Just as Kirsten is about to declare that nobody’s in, there’s a cry of ‘Just a minute’, and footsteps running to the door.
At first, it looks as though the door has opened by itself. But then Kirsten looks down. There’s a little girl, a year (or rather, three hundred and forty days – Kirsten done the maths before) older than Harriet.
‘Hello, Ruby,’ Kirsten says. ‘Is your mummy in?’
But Mummy soon comes to the door.
‘Kirsten!’ she exclaims. She’s holding a tube of glitter glue in one hand, and there are blue smudges of it on her temple.
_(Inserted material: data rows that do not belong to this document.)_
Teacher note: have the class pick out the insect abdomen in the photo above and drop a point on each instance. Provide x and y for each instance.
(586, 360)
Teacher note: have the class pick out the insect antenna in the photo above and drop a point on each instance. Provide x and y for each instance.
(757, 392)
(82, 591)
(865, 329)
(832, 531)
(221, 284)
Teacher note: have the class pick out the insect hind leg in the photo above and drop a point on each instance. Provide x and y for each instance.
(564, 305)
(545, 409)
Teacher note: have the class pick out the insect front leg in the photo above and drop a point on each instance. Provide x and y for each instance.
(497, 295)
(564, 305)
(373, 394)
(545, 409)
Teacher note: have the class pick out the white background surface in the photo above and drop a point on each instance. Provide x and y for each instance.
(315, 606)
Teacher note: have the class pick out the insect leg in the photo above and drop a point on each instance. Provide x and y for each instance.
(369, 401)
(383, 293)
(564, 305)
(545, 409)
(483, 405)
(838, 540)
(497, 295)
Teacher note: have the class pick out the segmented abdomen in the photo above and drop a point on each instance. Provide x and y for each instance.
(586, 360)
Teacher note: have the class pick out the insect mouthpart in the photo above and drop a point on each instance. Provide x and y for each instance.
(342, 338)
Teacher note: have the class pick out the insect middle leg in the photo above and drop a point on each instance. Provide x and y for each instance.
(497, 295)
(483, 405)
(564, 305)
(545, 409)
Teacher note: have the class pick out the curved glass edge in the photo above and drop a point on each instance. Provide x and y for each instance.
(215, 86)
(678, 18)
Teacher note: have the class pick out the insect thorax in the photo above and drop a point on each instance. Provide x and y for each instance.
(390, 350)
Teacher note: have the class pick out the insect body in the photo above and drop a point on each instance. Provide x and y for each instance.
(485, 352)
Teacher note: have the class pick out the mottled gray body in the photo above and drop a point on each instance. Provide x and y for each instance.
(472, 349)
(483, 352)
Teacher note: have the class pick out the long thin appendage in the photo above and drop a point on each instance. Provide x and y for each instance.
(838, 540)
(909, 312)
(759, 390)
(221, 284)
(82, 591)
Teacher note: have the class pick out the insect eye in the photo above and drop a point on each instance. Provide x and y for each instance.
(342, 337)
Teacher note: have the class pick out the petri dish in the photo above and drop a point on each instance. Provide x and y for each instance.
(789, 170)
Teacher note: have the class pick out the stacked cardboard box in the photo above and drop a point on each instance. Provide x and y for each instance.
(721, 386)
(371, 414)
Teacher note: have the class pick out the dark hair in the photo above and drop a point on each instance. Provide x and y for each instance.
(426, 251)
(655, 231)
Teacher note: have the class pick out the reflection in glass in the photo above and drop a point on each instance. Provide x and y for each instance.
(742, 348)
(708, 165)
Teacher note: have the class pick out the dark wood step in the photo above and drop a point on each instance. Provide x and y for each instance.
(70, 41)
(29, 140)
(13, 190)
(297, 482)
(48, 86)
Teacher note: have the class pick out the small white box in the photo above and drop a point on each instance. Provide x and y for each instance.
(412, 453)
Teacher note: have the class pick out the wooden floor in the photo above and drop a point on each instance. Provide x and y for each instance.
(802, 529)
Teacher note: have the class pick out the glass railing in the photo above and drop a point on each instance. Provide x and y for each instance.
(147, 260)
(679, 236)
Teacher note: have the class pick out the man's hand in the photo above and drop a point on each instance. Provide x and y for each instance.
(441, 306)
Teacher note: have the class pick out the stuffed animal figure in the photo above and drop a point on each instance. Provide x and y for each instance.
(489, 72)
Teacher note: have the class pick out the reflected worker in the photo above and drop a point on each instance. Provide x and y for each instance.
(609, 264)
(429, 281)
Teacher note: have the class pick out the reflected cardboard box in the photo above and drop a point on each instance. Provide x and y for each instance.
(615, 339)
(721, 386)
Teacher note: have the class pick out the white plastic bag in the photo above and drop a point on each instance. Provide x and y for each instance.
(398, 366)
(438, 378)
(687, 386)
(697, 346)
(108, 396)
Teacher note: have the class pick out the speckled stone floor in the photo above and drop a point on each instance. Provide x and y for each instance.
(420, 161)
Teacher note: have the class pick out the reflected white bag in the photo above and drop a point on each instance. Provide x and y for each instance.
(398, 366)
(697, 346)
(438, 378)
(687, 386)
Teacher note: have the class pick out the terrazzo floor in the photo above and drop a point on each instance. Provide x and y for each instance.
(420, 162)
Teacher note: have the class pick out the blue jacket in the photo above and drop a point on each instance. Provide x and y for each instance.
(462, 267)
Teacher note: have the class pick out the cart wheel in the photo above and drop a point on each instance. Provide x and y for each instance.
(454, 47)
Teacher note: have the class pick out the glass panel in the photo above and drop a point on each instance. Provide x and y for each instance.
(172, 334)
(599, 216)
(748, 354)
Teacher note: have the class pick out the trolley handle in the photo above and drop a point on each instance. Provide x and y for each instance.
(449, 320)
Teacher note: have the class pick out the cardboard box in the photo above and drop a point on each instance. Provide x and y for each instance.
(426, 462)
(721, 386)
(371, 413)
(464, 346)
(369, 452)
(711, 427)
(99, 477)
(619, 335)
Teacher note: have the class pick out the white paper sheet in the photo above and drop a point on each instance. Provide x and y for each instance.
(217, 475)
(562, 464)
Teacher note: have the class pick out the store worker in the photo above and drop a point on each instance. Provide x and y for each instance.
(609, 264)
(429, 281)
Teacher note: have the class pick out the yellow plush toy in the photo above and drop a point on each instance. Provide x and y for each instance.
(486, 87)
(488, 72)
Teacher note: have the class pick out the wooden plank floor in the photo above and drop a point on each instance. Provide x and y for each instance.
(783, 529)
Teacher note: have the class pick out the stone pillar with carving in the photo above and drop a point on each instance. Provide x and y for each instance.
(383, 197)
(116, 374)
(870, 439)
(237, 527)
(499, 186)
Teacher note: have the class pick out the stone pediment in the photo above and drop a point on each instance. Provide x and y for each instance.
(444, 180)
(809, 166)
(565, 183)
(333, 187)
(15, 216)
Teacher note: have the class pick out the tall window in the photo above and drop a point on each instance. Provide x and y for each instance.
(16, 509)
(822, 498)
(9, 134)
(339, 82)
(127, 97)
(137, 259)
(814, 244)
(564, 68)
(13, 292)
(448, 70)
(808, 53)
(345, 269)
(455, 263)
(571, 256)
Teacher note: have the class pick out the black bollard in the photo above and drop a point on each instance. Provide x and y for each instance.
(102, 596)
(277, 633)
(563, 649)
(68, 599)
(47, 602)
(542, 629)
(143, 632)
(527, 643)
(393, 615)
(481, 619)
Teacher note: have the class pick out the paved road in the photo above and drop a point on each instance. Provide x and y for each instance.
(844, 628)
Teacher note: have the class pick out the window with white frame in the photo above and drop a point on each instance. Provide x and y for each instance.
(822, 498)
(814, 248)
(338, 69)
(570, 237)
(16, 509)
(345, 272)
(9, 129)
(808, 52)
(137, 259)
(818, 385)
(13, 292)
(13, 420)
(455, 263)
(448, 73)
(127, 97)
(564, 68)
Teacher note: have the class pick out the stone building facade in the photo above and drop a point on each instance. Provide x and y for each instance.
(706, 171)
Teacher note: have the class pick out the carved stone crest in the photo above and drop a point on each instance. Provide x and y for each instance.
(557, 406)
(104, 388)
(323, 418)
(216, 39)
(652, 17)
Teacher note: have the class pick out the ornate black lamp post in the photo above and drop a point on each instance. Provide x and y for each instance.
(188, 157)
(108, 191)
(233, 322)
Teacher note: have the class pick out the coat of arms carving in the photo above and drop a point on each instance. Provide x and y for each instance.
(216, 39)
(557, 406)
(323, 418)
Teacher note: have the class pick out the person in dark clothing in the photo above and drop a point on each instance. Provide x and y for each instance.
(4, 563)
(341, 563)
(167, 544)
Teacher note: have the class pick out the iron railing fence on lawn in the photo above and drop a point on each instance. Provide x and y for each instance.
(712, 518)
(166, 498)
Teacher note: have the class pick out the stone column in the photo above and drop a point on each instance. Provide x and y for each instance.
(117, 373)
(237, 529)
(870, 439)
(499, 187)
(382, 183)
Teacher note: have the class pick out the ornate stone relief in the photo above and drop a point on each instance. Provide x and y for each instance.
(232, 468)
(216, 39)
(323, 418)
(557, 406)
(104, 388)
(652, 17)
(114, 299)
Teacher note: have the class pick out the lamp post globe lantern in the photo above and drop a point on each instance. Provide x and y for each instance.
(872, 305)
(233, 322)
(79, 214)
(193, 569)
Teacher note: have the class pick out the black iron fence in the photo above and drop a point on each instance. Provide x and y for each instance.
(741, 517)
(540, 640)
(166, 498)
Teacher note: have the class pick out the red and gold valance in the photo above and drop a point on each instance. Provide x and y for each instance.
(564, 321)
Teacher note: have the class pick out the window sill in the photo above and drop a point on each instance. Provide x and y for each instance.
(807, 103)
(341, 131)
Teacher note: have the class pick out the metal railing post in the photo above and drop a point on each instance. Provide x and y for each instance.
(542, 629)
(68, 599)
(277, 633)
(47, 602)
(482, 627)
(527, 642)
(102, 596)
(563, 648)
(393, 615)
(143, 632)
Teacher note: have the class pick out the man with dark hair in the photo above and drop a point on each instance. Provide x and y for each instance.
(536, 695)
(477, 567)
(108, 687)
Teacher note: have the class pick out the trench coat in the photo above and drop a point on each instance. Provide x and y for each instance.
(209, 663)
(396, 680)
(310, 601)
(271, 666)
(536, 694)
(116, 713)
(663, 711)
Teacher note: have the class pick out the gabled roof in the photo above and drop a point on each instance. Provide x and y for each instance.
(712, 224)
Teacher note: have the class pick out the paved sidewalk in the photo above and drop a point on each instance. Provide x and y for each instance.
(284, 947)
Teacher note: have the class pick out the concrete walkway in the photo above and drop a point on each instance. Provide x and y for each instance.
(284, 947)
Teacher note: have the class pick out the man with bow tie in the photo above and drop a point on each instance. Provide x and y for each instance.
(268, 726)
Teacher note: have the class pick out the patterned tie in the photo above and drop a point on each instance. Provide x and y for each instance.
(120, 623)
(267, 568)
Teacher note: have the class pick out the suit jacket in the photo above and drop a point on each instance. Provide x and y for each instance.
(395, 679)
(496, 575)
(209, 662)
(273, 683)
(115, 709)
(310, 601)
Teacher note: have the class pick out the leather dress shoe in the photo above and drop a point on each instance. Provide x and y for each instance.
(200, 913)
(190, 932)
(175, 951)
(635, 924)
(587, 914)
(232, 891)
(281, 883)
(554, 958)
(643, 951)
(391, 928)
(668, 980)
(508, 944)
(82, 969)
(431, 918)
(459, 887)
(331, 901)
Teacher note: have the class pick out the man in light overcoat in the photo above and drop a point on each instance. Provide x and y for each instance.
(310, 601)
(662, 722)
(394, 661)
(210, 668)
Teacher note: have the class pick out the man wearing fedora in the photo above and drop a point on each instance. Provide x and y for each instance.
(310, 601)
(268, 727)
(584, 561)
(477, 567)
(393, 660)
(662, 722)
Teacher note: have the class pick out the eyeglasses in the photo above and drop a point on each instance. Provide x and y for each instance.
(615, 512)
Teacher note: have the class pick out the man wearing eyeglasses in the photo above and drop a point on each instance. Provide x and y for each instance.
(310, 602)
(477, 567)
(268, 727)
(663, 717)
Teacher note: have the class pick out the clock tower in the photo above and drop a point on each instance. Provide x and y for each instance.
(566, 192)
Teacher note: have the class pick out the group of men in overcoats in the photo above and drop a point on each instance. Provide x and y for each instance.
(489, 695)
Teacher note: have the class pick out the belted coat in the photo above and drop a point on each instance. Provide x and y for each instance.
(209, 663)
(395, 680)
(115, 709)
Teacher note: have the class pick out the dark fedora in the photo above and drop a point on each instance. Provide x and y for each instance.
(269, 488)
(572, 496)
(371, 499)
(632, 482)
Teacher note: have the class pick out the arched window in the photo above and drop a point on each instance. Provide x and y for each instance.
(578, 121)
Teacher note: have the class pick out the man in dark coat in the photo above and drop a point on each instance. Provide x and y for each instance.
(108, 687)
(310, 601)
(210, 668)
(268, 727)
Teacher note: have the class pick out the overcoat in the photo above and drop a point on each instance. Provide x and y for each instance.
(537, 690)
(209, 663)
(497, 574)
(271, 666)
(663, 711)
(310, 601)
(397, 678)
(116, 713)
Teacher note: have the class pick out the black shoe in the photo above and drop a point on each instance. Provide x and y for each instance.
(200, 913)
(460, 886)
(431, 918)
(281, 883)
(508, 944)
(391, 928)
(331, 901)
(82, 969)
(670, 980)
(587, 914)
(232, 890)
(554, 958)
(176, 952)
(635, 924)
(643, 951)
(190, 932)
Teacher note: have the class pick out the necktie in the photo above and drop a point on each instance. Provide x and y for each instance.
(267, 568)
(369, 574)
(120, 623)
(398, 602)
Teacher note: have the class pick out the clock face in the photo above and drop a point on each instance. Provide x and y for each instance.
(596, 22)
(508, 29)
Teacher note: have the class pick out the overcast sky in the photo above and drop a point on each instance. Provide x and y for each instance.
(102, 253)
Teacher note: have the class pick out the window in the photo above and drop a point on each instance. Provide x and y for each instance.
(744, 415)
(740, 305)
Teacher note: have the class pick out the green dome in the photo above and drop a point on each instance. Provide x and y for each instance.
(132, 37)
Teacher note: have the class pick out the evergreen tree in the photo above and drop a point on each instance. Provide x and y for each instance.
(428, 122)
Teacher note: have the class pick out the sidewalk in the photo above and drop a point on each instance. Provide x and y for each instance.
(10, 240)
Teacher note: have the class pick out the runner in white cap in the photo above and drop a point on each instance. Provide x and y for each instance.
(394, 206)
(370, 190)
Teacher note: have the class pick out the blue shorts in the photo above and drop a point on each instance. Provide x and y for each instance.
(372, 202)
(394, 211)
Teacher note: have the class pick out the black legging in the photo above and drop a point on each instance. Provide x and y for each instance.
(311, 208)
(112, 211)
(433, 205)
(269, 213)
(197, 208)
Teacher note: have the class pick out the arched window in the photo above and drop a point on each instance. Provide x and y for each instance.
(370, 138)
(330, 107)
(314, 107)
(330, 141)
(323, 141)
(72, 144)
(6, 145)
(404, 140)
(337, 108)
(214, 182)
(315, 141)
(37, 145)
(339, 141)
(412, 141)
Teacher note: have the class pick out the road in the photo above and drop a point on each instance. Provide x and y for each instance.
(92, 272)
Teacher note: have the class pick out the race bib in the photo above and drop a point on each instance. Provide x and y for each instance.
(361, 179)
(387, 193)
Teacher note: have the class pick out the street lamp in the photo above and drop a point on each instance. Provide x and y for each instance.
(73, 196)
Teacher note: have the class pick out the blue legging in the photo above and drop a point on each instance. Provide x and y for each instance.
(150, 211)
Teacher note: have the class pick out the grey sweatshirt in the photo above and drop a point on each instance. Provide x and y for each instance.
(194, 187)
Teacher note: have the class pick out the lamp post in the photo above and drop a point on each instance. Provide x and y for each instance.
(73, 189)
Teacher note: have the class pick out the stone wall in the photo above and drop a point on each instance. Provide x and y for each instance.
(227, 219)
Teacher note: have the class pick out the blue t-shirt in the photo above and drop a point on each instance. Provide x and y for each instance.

‘And Harriet, and Becky,’ Kirsten says. ‘A lot has happened. Please, can we come in?’
Nina runs her hand through her hair. It becomes instantly covered in blue glitter.
‘Um, you might want to wash your hand …’ Kirsten says, indicating the glitter situation.
Nina either doesn’t understand or ignores her. Finally, she speaks. ‘Ruby, please take Harriet to play with your toys. These two ladies and I have a lot to discuss.’